Oh, the dreaded disabled list, the A’s personal Hades, the place you could find such former stars as Bobby Crosby and Eric Chavez, along with numerous pitchers.
Indeed, when All-Star closer Andrew Bailey was forced to see a doctor in mid-March because of tightness in his elbow, the thought was, “Oh no, there they go again.”
The prognosis for Bailey was encouraging. Still, his problem was a reminder the A’s for once must avoid sore arms, stiff backs and other diverse and Sunday ailments if they are to win.
Yes, win — a word permissible in conversations about the ’11 A’s.

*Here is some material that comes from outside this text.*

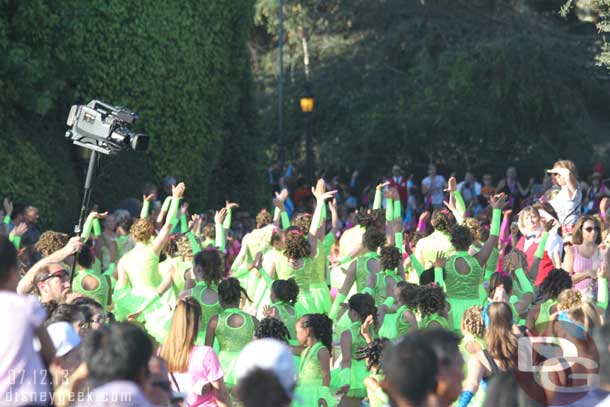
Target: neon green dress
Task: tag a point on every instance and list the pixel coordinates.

Oakland finished nine games back of the Texas Rangers, who of course made it to the World Series, to be beaten by the Giants. But Cliff Lee is gone from the Rangers, and pitchers Brian Fuentes and Grant Balfour have come to the A’s.
“I feel this is a team that could be really near the front from the beginning,” A’s reliever Brad Ziegler said. “We’re sick of being the pushover in the division.”
The pushover was the Seattle Mariners. The A’s were merely break-even, at worst mediocre. The question is, will they be able to break out? And can they do it quickly enough to bring enough fans to their stadium so Wolff’s follies are ignored?
There’s nothing like having a team in the race to keep people attentive.
So the Coliseum is a stadium, not a ballpark. So A’s management irritatingly puts tarps on seats in the upper deck, sort of an ostrich-in-the-sand philosophy that what isn’t seen is out of sight.
Those issues become trivial if Dallas Braden throws strikes and Matsui drives a few into the bleachers.
“The front office went out and made some moves to hopefully make us better,” was the statement to MLB.com from Ziegler, who then offered the eternal A’s caveat.
“If we can stay healthy,” he said, “we should definitely be better.”
Cross your fingers, but not to the point where you can injure them.